Masykuri, sudah terlebih dahulu menempati salah satu Blok di Rutan Medaeng, setelah di Vonis terbukti bersalah melakukan tindak pidana Korupsi dana BOS (Bantuan Operasional Sekolah) dan Bantuan Operasional Daerah (Bopda) serta bantuan siswa miskin tahun 2014, sebesar Rp 482.829.000. dan saat ini giliran H. Syamsi di Adili di Pengadilan Tipikor.

Karena tak mau dituduh Korupsi, Syamsi pun melakukan upaya hukum dengan cara menyampaikan keberatan (Eksepsi) kepada Majelis Hakim. Dan berharap agar keberatannya diterima dan kemudian bebas dari tuduhan itu. Namun, keputusan tetaplah ditangan Majelis Hakim, apakah terdakwa benar melakukan seperti apa yang didakwakan oleh JPU. Sehingga perlu pembuktian. Untuk pembuktian itu, Majelis Hakim akhirnya menolak keberatan terdakwa.

Kamis, 29 Desember 2016, Majelis Hakim membacakan surat putusan sela.
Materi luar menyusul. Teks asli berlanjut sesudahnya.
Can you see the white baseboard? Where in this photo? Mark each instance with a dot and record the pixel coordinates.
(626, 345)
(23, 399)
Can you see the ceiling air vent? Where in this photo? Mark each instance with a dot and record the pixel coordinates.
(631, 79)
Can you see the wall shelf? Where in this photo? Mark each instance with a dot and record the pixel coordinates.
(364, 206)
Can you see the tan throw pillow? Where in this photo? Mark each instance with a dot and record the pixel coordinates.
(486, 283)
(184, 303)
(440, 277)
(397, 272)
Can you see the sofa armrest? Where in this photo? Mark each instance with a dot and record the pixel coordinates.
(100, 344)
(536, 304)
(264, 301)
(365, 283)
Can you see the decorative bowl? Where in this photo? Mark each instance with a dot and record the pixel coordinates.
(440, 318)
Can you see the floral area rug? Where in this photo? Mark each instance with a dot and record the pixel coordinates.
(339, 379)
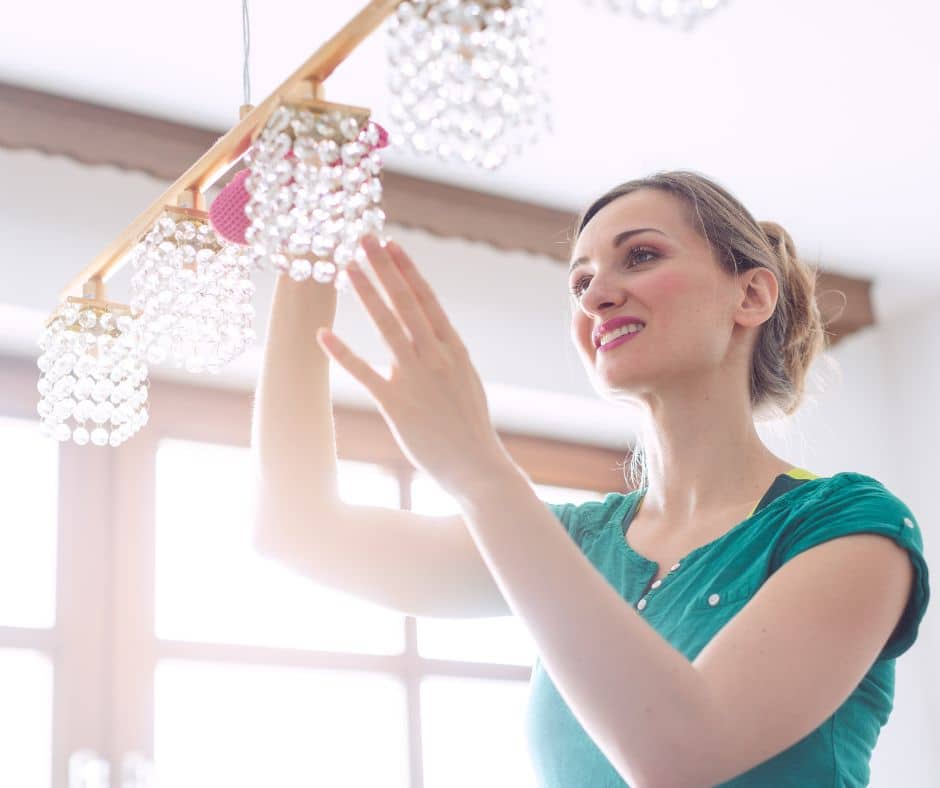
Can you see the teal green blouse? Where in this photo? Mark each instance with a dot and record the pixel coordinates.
(705, 589)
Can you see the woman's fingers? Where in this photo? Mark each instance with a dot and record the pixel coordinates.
(427, 300)
(334, 347)
(386, 321)
(404, 300)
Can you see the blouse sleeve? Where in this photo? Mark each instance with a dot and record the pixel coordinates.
(861, 504)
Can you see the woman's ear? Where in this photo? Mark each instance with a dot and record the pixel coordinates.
(759, 292)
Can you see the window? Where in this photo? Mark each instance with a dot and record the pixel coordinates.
(135, 618)
(28, 540)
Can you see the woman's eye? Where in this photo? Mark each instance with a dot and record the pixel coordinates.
(636, 256)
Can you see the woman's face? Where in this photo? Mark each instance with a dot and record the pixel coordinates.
(639, 257)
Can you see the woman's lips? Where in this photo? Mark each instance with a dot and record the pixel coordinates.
(619, 341)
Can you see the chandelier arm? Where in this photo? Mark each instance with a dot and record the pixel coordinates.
(305, 83)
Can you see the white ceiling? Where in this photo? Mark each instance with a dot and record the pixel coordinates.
(822, 116)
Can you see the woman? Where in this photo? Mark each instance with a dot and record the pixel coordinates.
(734, 620)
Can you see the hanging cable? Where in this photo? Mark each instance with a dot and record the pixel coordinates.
(246, 46)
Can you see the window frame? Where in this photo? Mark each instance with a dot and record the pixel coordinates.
(103, 646)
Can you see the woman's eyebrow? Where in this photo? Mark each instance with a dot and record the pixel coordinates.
(618, 239)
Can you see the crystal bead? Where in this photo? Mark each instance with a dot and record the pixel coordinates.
(300, 269)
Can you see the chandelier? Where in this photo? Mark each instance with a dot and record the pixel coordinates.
(191, 294)
(468, 78)
(93, 384)
(682, 13)
(314, 189)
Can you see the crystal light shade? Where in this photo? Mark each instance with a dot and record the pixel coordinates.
(315, 190)
(682, 13)
(468, 78)
(191, 293)
(93, 384)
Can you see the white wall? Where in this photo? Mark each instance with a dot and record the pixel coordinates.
(879, 416)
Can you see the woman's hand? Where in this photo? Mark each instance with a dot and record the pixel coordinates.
(433, 402)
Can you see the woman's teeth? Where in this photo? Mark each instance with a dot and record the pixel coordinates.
(633, 328)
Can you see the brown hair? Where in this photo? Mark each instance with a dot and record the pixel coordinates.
(794, 335)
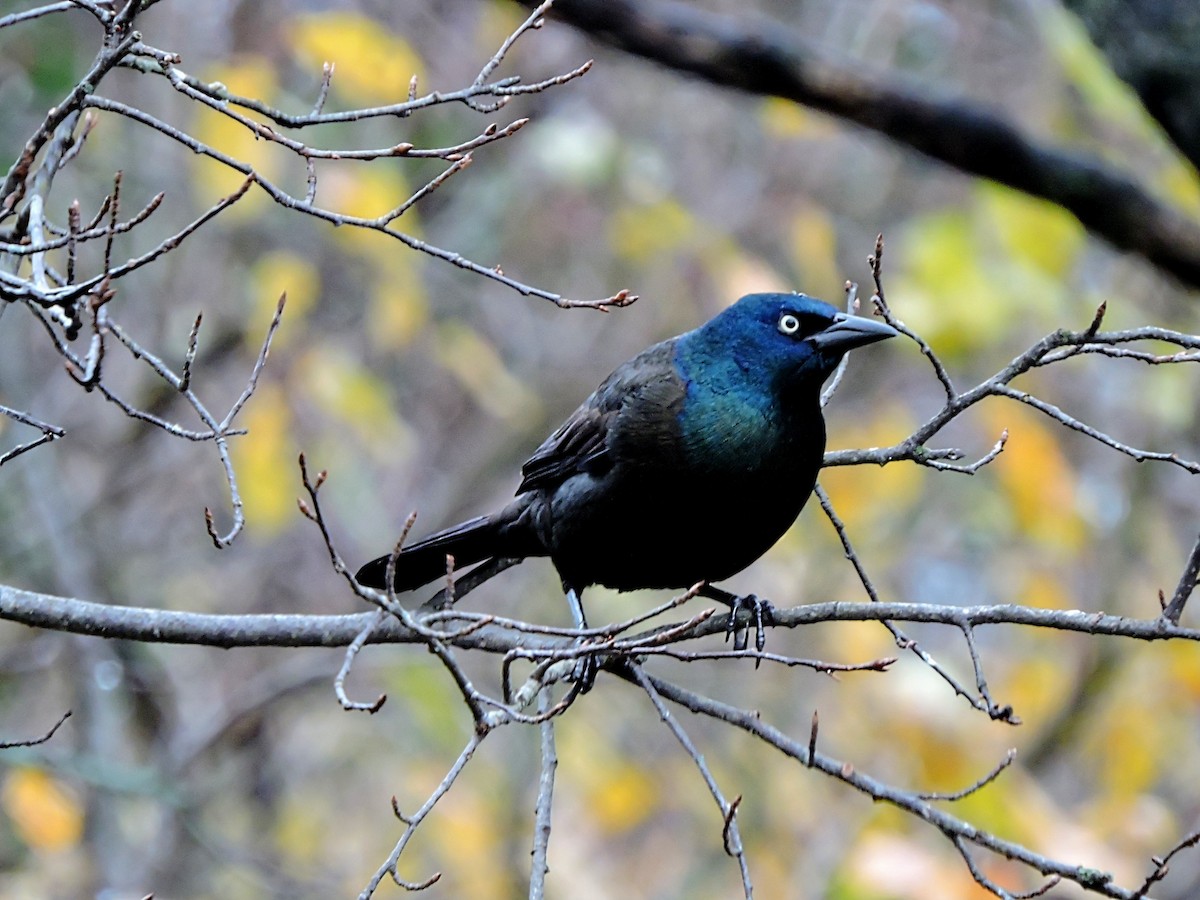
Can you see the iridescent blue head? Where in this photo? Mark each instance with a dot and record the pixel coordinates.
(774, 346)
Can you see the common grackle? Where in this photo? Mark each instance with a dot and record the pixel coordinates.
(685, 465)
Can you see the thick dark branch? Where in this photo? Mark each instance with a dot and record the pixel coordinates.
(771, 61)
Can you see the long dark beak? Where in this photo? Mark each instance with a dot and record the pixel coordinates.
(850, 331)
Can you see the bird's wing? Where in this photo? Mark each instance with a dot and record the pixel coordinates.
(633, 411)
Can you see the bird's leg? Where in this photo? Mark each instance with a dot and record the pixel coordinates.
(761, 615)
(585, 673)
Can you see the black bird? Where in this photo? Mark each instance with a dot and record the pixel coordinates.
(685, 465)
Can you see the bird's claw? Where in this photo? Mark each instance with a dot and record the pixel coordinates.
(761, 613)
(586, 667)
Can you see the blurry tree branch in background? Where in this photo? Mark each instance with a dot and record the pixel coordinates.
(41, 265)
(69, 276)
(772, 61)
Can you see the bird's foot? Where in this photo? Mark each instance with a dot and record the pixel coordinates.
(761, 613)
(586, 669)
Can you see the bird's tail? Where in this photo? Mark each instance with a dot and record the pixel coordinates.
(468, 543)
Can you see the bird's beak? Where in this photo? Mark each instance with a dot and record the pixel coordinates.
(850, 331)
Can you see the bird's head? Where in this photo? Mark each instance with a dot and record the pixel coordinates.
(784, 340)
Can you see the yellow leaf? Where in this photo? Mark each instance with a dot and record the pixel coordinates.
(623, 799)
(345, 389)
(786, 119)
(479, 369)
(943, 289)
(1036, 233)
(47, 815)
(372, 65)
(645, 234)
(1036, 478)
(863, 495)
(265, 460)
(249, 77)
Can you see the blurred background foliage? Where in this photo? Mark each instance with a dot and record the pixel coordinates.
(202, 773)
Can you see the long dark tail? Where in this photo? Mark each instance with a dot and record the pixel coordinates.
(468, 543)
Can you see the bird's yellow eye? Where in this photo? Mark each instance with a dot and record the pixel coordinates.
(789, 324)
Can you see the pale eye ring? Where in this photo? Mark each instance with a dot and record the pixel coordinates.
(789, 324)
Yang dalam putusannya menyatakan, Majelis Hakim menolak keberatan terdakwa dan memerintahkan kepada Jaksa Penuntut Umum untuk menghadirkan saksi dan barang bukti dalam persidangan.

“Bagaimana sudara Jaksa, sudah siap saksinya ?,” Tanya Majelis, yang di jawab JPU belum dan meminta waktu kepada Majelis Hakim untuk memberikan waktu seminggu.

Dalam persidangan sebelumnyam, JPU membeberkan perbuatan H. Syamsidan bersama-sama dengan Masykuri, menyalahgunakan dana Bantuan Operasional Sekolah (BOS) dan Bantuan Operasional Daerah (Bopda) tahun 2014 yang totalnya sebesar Rp 1,5 milliar. Dana tersebut seharusnya untuk para siswa/I di Yayasan milik terdakwa. Namun faktanya tidak demikian.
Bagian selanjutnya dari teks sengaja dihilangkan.